Vance Randolph and Otto Ernest Rayburn in Rayburn’s Book Store, Eureka Springs, Arkansas, 1948. (University of Arkansas Libraries Special Collections)

The University of Arkansas Press announces the forthcoming publication of Ozark Country, by Otto Ernest Rayburn, edited by Brooks Blevins.

Published just days before America’s entry into World War II, Ozark Country is Otto Ernest Rayburn’s love letter to his adopted region. One of several chronicles of the Ozarks that garnered national attention during the Depression and war years, when many Americans craved stories about people and places seemingly untouched by the difficulties of the times, Rayburn’s colorful tour takes readers from the fictional village of Woodville into the backcountry of a region teeming with storytellers, ballad singers, superstitions, and home remedies.

Rayburn’s tales—fantastical, fun, and unapologetically romantic—portray a world that had already all but disappeared at the time they were written. Yet their idealization of the Ozarks resonates with notions of the region that persisted in the American consciousness. Ozark Country gives a modern audience a fascinating glimpse into Depression-era American ideas about the Ozarks.

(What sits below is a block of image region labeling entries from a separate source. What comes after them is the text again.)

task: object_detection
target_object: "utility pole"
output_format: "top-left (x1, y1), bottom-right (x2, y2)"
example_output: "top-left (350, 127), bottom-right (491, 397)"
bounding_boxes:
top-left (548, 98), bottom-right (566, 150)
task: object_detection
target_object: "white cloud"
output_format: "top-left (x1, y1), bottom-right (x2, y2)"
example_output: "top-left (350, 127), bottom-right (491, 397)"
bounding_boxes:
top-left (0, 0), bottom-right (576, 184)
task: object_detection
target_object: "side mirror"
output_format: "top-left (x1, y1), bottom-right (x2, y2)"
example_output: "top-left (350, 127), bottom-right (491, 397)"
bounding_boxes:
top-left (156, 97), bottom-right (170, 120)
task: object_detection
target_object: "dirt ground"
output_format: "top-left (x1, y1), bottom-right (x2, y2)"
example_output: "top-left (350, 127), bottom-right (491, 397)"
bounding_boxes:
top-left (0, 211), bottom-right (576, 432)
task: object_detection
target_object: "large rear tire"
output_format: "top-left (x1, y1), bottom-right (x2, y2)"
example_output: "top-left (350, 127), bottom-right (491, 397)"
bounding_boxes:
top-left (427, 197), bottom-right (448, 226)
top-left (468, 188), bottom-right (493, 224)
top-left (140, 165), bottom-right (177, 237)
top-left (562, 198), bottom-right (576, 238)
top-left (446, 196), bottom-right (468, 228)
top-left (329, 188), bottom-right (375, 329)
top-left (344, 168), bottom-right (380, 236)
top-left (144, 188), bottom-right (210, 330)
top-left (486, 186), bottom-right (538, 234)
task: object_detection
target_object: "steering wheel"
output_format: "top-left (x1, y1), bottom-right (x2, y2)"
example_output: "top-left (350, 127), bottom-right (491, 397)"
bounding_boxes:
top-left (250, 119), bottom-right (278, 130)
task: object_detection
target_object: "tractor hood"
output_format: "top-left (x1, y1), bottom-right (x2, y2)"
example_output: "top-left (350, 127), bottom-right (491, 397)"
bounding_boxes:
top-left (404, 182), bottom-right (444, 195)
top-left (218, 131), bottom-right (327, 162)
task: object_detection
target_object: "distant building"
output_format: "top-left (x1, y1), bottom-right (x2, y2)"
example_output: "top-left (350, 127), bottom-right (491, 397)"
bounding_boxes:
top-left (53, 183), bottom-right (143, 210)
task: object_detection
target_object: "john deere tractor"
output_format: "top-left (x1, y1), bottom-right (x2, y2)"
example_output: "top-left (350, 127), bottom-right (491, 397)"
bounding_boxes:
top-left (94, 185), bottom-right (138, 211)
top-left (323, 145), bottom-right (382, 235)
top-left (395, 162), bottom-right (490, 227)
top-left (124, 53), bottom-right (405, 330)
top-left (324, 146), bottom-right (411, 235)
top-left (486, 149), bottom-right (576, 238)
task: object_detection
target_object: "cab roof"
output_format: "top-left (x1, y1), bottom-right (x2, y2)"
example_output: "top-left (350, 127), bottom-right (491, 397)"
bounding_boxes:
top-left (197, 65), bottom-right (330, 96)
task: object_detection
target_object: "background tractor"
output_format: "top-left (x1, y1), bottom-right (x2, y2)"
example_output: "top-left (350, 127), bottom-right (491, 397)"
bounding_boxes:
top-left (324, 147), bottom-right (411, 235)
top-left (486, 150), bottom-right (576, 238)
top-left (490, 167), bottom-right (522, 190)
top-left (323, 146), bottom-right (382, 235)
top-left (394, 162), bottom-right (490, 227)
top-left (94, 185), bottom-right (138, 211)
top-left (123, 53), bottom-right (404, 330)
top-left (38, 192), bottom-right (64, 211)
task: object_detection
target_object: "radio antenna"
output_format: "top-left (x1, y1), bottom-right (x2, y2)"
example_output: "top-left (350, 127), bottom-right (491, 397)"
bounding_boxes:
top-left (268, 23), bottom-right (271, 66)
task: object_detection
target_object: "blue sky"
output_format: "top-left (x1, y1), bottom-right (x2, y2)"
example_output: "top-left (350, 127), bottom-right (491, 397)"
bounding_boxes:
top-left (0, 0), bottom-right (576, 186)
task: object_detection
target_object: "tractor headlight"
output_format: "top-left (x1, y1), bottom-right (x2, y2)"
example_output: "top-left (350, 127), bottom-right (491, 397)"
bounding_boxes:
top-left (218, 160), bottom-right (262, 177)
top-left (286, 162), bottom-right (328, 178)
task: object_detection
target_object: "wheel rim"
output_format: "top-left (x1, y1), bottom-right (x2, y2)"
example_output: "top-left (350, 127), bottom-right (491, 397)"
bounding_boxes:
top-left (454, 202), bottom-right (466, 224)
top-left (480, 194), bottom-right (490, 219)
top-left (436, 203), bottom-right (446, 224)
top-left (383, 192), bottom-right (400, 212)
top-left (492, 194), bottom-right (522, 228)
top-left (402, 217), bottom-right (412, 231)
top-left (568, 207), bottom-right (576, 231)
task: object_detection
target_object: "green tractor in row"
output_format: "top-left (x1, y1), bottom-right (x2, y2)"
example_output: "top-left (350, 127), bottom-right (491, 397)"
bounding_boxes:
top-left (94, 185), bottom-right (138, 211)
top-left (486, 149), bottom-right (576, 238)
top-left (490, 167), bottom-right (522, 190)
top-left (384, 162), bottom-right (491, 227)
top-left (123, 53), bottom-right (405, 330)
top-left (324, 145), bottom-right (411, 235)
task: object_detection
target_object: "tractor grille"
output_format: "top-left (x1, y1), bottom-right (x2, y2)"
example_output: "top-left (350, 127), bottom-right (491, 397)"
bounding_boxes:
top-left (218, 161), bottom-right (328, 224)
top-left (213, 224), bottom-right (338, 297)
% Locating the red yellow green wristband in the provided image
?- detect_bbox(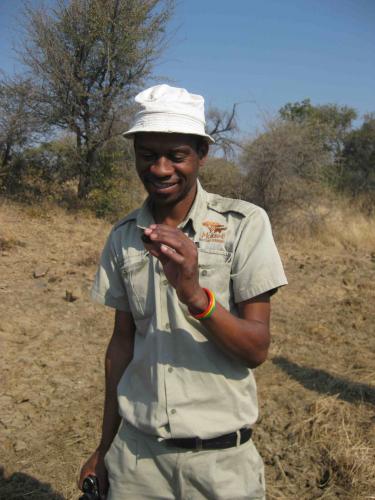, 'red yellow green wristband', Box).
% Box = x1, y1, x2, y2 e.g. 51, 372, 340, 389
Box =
192, 288, 216, 319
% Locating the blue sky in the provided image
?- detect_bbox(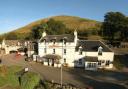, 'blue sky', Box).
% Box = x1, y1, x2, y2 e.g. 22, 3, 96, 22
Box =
0, 0, 128, 33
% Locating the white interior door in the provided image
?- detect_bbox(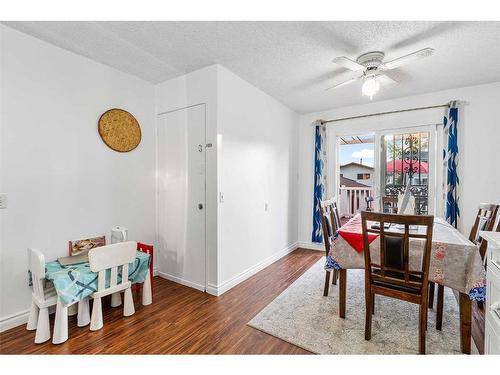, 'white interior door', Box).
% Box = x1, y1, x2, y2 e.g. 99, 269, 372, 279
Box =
157, 104, 206, 290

Ozark Country is being published as part of the Press’s Chronicles of the Ozarks series, which makes available reprints of some of the Depression era’s Ozark books with introductions and editorial notes that place each book and its author against the backdrop of the era and its popular assumptions and myths of life in the Ozarks.

Publication of Ozark Country is scheduled for April 2021.

Born in Iowa and raised in Kansas, Otto Ernest Rayburn (1891–1960) was a teacher, writer, and magazine editor who devoted most of his life to the folklore and folkways of the Ozarks.

Brooks Blevins, the Noel Boyd Professor of Ozarks Studies at Missouri State University, is a native of the Arkansas Ozarks and the author or editor of ten books, including Arkansas/Arkansaw: How Bear Hunters, Hillbillies, and Good Ol’ Boys Defined a State.